Everything is digital these days – but then you have to go to a live event and have nothing except your business cards to promote your business. It’s time to create a flyer.

Before you call up your designer or open Photoshop, think about what you want to achieve and the best way to do that.

What’s the message?

I go to a lot of networking events and pick up lots of flyers covered with information, many with no clear message. They just seem to be general information leaflets – with a ‘this is everything we do’ type of message. Most of them go into the recycling bin!

If you’re going to invest in a flyer what do you want people to do when they read it? What needs to be included in the message to increase the chance of them doing that?

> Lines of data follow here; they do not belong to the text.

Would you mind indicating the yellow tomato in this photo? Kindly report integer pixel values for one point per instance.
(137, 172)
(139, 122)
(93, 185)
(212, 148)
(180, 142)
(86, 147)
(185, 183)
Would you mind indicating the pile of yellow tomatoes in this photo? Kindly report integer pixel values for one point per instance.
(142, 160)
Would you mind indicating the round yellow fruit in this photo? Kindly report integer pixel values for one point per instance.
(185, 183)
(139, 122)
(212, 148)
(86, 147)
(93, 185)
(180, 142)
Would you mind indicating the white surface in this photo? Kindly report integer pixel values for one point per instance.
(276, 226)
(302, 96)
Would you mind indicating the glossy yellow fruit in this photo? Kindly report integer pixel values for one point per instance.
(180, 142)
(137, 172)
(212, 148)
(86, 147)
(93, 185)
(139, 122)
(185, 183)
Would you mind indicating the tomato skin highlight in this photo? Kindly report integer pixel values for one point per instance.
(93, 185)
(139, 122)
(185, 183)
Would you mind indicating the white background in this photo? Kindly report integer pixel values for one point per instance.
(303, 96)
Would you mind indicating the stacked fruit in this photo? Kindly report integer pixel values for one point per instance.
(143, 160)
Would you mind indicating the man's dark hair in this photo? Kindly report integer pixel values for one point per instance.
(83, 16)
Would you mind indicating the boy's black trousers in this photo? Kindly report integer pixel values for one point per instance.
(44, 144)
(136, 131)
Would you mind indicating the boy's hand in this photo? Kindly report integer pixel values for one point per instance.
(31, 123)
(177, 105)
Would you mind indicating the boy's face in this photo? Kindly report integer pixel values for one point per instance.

Invest time in creating a great headline

Your headline should get attention and all the great copywriters emphasise that you should spend 80% of your writing time in crafting a really good headline. To do this you need to know your target audience very well – what words will they respond to? You need to get their attention quickly – and get them to want to find out more.

Make sure your headline stands out

Don’t bury your headline in a sea of copy and graphics. White space may be expensive when you have so much to say and only a small area to say it in, but it’s much more expensive to fill it up and lose both the impact and the connection with your reader.

If you’re having a two-sided flyer consider giving one side to your headline with some appropriate graphics – and maybe a one-line introduction that makes people want to turn it over.

Three tips to increase retention

  1. Paper flyers are really easy to scrunch up and throw away, which is why I recommend that clients think about investing a small amount more and having your flyer on card.
  2. What size should it be? One of the most effective sizes is a tall card that is one-third of an A4 page. Some people use the whole A4 sheet and fold it into three to make a small trifold brochure. This size fits in most bags and the inside pocket of a jacket too. It’s also easy to pop into a standard envelope. Postcard size works too, but A5 can be just that bit too big to fit anywhere.
  3. Have information that is of value. Five tips, three steps, a 10 point checklist. This ensures that it stays around people’s desks for longer as there’s useful information on it.

One word of warning – don’t DIY (unless you’ve studied graphic design)! Get a designer to put it together, it will look so much more professional.